Nein, sagt Bruno Falissard: "Drei Wochen später kommen Sie wieder. Ich frage: Na, wie geht's Ihnen. Dann nehme ich mein Smartphone und diagnostiziere: An, Ihr Dopamin ist wieder ok. Sie sind vollkommen gesund. Trotzdem sagen Sie, aber ich fühle mich schlecht, ich denke immer noch daran, mich umzubringen. Wer hat jetzt recht? Sie? Oder mein Smartphone. Per Definition Sie, weil Sie mein Patient sind."
Alzheimer wurde "senile Demenz" genannt
Ob es tatsächlich so kommen wird, kann heute niemand sagen. Beispiel: Alzheimer. Als 1906 der Psychiater Alois Alzheimer die später nach ihm benannte Krankheit beschrieb, sprach er noch von "seniler Demenz". Heute unterscheiden Mediziner sauber zwischen einer Alzheimer Demenz, Vaskulären Demenz, Frontotemporalen Demenz, Morbus Pick und weiteren Demenzformen. Zur Alzheimer Demenz zählt nur jene, bei der das Leiden unter anderem aufgrund vermehrten Absterbens von Hirnzellen hervorgerufen wird. Und nicht durch Durchblutungsstörungen, wie bei anderen Demenzformen.
Medizinisches Wissen um die Ursachen von Krankheiten führen nicht zwangsläufig zur Entwicklung wirksamer Medikamente - wie Alzheimerpatienten leidvoll erfahren. Aber auch Bruno Falissard gesteht ein, dass in der Behandlung depressiver Patienten längst nicht alles zum Besten steht.

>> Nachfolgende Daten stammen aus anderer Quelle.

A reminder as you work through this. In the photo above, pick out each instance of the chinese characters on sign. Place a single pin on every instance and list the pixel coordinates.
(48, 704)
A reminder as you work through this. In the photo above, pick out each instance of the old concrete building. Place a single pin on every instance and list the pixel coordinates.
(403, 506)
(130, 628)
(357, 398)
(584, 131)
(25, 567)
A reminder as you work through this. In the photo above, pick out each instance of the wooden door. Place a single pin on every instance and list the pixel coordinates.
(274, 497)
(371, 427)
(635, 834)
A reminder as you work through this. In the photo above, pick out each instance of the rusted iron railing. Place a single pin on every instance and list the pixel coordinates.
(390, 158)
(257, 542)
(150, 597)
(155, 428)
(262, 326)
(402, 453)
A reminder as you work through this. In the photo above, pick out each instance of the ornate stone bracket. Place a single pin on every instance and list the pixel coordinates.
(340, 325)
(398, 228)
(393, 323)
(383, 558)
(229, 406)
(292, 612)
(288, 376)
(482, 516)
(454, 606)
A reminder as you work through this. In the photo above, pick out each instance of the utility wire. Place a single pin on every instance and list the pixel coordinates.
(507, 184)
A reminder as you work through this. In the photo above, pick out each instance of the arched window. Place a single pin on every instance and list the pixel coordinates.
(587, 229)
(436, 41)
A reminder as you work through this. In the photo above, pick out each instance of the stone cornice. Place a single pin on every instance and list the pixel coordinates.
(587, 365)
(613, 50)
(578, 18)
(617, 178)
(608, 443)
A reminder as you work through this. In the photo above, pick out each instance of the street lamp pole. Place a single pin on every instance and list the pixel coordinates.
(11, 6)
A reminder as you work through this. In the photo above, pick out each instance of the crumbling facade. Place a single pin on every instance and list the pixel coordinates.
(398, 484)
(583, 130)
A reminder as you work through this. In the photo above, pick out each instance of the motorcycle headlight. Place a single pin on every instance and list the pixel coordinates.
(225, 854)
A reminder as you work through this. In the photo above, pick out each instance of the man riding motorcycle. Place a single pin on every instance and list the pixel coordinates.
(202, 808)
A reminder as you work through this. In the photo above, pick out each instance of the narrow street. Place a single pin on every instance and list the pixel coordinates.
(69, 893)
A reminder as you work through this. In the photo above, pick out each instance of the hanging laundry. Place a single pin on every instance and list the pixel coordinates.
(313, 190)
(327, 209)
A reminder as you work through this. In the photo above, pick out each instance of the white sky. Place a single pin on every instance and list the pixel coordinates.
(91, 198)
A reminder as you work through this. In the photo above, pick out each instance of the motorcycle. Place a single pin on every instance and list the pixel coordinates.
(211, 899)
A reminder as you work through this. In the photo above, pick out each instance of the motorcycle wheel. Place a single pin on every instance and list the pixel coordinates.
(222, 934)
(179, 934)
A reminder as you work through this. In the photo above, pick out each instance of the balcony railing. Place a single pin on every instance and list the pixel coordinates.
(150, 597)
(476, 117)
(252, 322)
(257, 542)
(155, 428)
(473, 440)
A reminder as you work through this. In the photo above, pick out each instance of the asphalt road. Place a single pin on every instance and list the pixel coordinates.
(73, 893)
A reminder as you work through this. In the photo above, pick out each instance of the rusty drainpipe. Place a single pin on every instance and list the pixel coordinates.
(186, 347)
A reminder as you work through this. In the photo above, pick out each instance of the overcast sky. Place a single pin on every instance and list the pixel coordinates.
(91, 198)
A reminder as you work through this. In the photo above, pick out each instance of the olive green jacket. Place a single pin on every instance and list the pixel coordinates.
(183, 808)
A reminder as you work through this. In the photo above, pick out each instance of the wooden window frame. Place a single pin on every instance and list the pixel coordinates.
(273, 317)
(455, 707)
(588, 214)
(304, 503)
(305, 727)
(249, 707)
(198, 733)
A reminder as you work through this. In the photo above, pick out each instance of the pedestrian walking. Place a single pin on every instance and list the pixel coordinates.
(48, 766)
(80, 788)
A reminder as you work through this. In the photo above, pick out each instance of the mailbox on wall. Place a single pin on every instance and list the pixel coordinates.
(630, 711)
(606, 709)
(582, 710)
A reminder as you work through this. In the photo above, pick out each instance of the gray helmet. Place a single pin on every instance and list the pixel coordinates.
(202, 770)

"Das größte Problem heute ist, dass wir den meisten depressiven Patienten überhaupt keine Hilfe anbieten können. Weil wir nichts haben, das ihnen hilft. Ich schätze, bei etwa 30 bis 50 Prozent unserer Patienten haben die vorgeschlagenen Behandlungen nur eine sehr eingeschränkte Effizienz."
Im Fall der Alzheimerkrankheit hat die Hirnforschung aber auch nicht dazu geführt, dass Mediziner und behandelnde Ärzte ausschließlich anatomische Merkmale zur Diagnose heranziehen. Bisherige Auffälligkeiten geben ihnen auch heute noch Hinweise auf dieses Leiden. Warum also sollte es anders kommen, wenn Hirnforscher psychische Leiden wie etwa eine Depression auf ihren Bildern erkennen können?